La stessa richiesta di riconoscimento alle Nazioni Unite e al Consiglio Europeo nel film appare un giochetto fine a se stesso, perché l’isola è descritta come una piattaforma adibita a lido-discoteca e finita sui giornali in quanto polo d’attrazione per giovani in cerca di un drink dall’ambientazione sui generis. Tutto resta stilizzato, soprattutto il sogno di un microcosmo ideale, perché è la motivazione stessa dei protagonisti, dipinti come semplici svitati, a navigare a vista.

La seconda parte, in cui il Governo italiano non tollera la fondazione di un nuovo Stato in acque così vicine, accantona in parte il piglio pop e perde ancora più mordente.
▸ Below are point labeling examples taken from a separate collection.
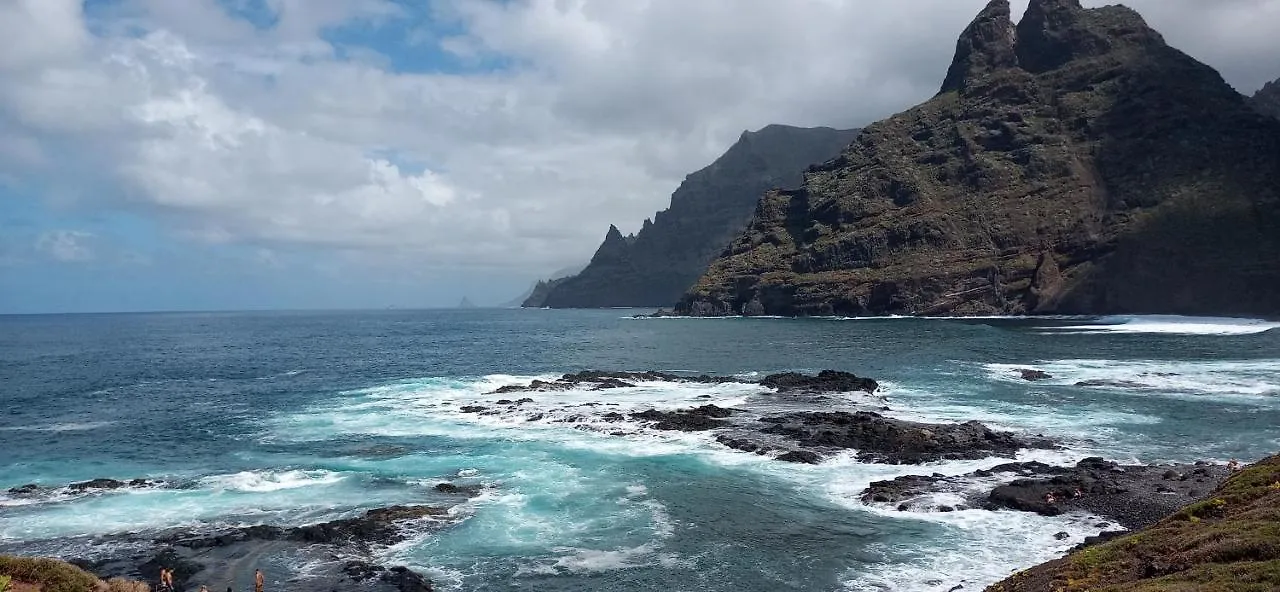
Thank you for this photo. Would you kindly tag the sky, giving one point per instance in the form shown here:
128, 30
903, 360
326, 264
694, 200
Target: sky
337, 154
Nei panni di esponenti politici, Fabrizio Bentivoglio e Luca Zingaretti sono ridotti a mere maschere ilari del malcostume. Anche la storia d’amore tra il protagonista e la sua Gabriella (Matilda De Angelis), esempio di donna indipendente e colta, pur facendo da fil rouge alla narrazione, lascia il tempo che trova.

Gli attori adempiono a quanto loro richiesto, i costumi e gli ambienti sono curati e il comparto tecnico, in generale, è eccellente; il problema è la mancanza di equilibrio tra intrattenimento tristanzuolo e messaggio ideologico.

La poetica della ricerca del proprio posto nel mondo, la denuncia dell’ostilità del potere precostituito verso la libertà individuale e l’invito a creare da soli

il proprio luogo perfetto, vanno perduti in un film dall’insignificante allegria e dalle innocue velleità. L'incredibile, ma vera, storia dell'Isola delle Rose avrebbe meritato di meglio. Un vero peccato.